Thursday, August 16, 2007

Quanto da alma humana caberá na espessura do papel?


“Quanto da alma humana caberá na espessura de um papel?” Esta é uma questão provocadora que encontramos no completíssimo programa referente à produção Anfitrião, do Teatro de Formas Animadas. As meninas já sabiam interiormente que as bonecas de papel que vestiam com os fatinhos de prender nos ombros escondiam uma alma que só elas conheciam. Mas o espectador que se proponha responder a esta questão tem de deparar com a casa onde as figurinhas de papel desenvolvem o seu trabalho. Em Faro foi no Clube Farense, casa por excelência privilegiada para apresentar este trabalho. No salão nobre do dito clube o espectador depara com uma espécie de relicário que guarda os restos sagrados das emoções provocadas por criaturas de papel e que, em momentos especiais ganham vida. O relicário abre-se e mostra a jóia nele incrustada: O Teatro Nacional de S. João numa miniatura à escala em papel. A sessão começa e assistimos a uma representação da versão do texto o Anfitreão, de António José da Silva, o Judeu. Os actores deslizavam literalmente na cena a partir das pernas e jogavam uns com os outros, inclusive criando um efeito de volt-face notável. As criaturas de papel, da autoria de Luís da Silva, exprimem o traço da sua personalidade através da postura, da cor, da velocidade da deslocação em cena. Marcando a tradição do teatro de papel, as personagens reproduzem-se nas suas homólogas perspectivas consoante sobem ou descem a cena do teatro à italiana. Marcelo Lafontana, Vítor Madureira e Andreia Gomes são os três actores que emprestam a alma aos bonecos de papel, multiplicam-se em vozes e personagens, criando por vezes um efeito notável de multidão. Ao desempenho da personagem em cena junta-se um sem número de sons que ajudam a caracterizar os seus traços mais marcantes. Nesta sonoplastia complexa pode-se adivinhar uma intromissão do teatro radiofónico e dos desenhos animados que acompanharam a nossa infância. Há um ritmo alucinante que é acompanhado pelos sons, pelas luzes e pelas vozes das personagens dotadas de alma, naquele momento mágico.
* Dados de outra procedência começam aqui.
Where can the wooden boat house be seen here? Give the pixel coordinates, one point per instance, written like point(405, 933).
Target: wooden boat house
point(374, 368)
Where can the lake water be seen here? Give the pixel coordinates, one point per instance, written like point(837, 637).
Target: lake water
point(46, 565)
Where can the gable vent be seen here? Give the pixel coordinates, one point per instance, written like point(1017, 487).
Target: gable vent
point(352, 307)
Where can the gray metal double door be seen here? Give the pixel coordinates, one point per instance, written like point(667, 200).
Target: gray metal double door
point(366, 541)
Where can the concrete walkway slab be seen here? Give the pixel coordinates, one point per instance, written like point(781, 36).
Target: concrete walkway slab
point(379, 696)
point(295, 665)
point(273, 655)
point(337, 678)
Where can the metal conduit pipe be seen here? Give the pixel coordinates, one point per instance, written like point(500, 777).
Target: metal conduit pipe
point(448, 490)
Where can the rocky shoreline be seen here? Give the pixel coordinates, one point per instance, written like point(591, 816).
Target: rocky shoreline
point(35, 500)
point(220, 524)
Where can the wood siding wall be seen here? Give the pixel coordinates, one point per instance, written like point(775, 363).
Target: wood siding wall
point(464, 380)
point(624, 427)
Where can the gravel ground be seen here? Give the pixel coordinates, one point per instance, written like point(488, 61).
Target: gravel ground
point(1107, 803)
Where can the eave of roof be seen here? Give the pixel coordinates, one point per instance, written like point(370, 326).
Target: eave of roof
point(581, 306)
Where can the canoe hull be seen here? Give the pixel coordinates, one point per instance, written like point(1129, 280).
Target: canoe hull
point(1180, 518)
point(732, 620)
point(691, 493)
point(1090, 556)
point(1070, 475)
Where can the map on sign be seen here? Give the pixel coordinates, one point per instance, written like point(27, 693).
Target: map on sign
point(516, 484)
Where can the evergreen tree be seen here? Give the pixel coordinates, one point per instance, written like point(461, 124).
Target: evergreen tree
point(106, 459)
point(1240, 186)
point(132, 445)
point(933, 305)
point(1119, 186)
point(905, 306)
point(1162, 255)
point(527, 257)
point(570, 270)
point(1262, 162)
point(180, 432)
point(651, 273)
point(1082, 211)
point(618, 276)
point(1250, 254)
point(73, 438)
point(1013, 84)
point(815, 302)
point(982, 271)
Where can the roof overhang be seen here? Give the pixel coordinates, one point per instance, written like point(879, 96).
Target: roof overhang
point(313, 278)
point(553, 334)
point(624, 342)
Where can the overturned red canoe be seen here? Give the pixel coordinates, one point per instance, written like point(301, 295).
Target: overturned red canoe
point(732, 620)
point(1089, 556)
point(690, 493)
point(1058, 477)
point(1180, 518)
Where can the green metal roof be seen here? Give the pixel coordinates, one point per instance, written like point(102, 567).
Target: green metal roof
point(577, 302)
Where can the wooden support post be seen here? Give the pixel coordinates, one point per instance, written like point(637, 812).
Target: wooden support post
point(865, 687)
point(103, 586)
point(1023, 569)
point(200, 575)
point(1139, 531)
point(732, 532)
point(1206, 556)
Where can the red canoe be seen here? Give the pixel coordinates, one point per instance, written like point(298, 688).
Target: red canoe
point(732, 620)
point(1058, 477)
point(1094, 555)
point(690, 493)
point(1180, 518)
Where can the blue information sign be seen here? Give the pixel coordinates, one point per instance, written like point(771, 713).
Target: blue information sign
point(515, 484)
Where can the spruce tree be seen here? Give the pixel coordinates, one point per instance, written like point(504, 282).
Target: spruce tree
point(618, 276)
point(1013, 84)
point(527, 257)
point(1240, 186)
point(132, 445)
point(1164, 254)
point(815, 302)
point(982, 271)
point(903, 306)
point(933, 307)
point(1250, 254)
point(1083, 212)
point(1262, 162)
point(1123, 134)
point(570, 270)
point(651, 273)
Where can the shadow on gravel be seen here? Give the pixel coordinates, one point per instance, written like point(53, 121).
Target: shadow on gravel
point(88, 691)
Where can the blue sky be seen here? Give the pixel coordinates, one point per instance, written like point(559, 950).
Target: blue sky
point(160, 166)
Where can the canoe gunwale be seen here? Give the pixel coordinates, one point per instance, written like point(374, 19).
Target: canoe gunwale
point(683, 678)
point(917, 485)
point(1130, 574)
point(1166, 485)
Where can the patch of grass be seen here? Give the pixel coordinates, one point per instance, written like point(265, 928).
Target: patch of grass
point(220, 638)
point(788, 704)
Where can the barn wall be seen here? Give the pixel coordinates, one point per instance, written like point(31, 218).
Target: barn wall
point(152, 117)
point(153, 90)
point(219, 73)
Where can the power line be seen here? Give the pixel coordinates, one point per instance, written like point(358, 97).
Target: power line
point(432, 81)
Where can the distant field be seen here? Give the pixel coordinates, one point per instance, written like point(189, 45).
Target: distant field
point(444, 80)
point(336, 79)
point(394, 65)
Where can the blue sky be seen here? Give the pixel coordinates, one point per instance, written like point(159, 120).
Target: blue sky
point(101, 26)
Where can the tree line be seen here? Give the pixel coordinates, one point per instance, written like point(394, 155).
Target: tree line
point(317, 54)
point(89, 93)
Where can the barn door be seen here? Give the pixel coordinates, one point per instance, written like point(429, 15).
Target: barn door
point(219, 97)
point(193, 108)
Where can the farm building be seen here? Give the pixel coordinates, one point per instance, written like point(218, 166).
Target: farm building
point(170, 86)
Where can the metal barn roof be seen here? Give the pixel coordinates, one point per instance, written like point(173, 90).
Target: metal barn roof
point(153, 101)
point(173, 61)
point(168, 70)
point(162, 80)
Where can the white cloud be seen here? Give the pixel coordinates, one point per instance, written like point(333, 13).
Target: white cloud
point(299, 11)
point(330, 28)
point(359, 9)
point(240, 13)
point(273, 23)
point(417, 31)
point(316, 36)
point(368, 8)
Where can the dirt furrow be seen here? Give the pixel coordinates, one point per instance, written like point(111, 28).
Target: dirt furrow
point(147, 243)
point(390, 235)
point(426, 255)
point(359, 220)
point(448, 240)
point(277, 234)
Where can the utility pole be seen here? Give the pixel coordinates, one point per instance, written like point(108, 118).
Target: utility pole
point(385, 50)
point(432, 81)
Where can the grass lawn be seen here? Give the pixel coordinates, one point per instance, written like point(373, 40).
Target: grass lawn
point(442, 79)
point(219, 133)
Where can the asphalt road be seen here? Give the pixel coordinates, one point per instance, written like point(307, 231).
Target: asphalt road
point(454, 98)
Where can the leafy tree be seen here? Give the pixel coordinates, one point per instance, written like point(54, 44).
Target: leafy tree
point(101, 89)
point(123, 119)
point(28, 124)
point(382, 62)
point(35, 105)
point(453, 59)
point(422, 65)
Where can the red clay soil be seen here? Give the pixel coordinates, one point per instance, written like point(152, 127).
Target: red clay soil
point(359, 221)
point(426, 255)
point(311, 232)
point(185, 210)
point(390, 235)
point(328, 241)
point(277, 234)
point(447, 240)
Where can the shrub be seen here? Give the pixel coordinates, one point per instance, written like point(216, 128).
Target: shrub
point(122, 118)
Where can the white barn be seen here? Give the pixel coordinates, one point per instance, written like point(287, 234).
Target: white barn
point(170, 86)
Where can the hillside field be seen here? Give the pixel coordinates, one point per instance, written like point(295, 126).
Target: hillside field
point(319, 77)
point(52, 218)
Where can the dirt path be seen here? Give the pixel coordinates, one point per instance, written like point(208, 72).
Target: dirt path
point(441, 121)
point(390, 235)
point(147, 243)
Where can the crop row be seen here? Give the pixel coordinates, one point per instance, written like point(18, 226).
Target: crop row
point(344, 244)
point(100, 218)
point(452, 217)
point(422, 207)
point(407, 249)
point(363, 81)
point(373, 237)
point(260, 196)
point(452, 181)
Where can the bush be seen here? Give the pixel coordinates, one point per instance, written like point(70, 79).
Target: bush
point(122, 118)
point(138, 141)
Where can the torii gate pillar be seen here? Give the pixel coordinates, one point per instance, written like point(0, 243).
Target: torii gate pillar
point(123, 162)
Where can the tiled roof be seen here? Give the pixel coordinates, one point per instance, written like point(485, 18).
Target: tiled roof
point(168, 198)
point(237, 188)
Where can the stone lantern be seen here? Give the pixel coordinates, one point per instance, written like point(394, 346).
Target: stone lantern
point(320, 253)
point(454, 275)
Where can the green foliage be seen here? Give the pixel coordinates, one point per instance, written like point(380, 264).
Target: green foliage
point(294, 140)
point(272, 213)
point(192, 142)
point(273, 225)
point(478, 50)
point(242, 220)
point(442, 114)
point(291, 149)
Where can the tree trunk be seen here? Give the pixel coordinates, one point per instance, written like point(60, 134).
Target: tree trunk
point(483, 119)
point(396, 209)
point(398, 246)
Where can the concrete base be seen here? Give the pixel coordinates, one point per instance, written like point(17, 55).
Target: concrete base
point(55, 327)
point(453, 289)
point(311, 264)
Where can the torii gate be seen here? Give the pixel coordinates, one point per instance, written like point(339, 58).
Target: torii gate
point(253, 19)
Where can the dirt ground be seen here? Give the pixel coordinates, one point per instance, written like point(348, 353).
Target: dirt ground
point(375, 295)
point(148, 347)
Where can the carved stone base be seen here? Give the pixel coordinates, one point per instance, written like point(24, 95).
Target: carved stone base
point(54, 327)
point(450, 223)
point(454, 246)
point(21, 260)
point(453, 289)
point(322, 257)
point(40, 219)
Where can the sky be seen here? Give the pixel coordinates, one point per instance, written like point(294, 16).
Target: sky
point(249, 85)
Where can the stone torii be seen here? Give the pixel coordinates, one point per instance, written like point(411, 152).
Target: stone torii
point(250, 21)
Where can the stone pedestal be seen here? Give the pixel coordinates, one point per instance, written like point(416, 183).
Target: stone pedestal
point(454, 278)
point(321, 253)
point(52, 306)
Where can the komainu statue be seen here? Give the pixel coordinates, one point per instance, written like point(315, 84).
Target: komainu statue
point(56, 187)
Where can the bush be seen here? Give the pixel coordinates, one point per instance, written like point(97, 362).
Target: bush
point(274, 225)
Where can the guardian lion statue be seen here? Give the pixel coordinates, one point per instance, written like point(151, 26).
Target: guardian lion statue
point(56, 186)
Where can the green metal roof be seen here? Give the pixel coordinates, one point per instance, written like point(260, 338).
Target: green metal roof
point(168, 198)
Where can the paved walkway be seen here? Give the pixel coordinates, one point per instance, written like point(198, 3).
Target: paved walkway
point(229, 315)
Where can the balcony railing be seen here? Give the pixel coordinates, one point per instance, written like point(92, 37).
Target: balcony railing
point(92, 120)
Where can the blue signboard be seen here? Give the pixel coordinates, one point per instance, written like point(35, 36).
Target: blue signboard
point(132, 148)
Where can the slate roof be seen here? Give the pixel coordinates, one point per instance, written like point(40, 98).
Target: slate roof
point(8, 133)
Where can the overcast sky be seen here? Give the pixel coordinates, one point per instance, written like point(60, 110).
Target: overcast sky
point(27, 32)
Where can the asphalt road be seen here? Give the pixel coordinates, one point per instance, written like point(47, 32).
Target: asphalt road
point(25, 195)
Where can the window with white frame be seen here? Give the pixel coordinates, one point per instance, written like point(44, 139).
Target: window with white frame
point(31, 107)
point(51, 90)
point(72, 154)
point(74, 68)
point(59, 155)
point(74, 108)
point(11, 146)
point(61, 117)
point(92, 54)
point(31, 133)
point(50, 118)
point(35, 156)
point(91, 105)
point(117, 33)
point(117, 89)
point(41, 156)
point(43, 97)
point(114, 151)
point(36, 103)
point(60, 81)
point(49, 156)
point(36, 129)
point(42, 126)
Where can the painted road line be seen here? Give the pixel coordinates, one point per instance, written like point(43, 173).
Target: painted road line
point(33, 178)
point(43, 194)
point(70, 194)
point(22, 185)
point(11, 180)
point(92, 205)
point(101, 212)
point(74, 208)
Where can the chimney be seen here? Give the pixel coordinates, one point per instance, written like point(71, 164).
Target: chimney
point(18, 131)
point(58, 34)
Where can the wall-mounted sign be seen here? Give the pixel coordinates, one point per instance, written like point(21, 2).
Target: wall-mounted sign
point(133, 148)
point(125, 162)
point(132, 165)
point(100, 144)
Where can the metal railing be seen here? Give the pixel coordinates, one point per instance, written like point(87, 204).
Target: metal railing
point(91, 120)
Esta forma de homenagear os trezentos anos do nascimento de António José da Silva decerto envaideceria o próprio “Judeu”, ao ver-se encenado para o grande teatro Nacional de S. João, longe dos odores dos autos de fé que o perseguiam na época. A adaptação dramatúrgica, especialmente concebida para este tipo de personagens, teve algumas falas que, aproveitando os regionalismos do Norte e o facto das figurinhas serem de papel, soltaram o riso na plateia. Não fora o calor insuportável do salão nobre do Clube Farense ter-se feito sentir de uma forma torturante e as cerca de 95 minutos do espectáculo teriam sido bem mais agradáveis. No entanto, dada a densidade da trama, feita de enganos e desenganos, de adultérios traições e vinganças, de deuses que se transformam em homens e homens que perdoam as ofensas dos deuses, talvez o tempo de apresentação deste espectáculo exceda o razoável. A mensagem do semi deus que é concebido numa mulher com o destino grandioso de salvar a humanidade pode passar da mesma forma jocosa, irónica e subtil cortando uns bons minutos de texto. De qualquer forma foi um espectáculo que impressionou positivamente o público de Faro, desocultando a curiosidade no que diz respeito a este tipo de espectáculo.
Não podemos deixar de apreciar vivamente a qualidade dos cadernos de apoio ao espectáculo, onde se concorre para uma verdadeira educação dos públicos. Oxalá todas as companhias tivessem meios para construir estes materiais estruturantes e edificantes desta arte maior.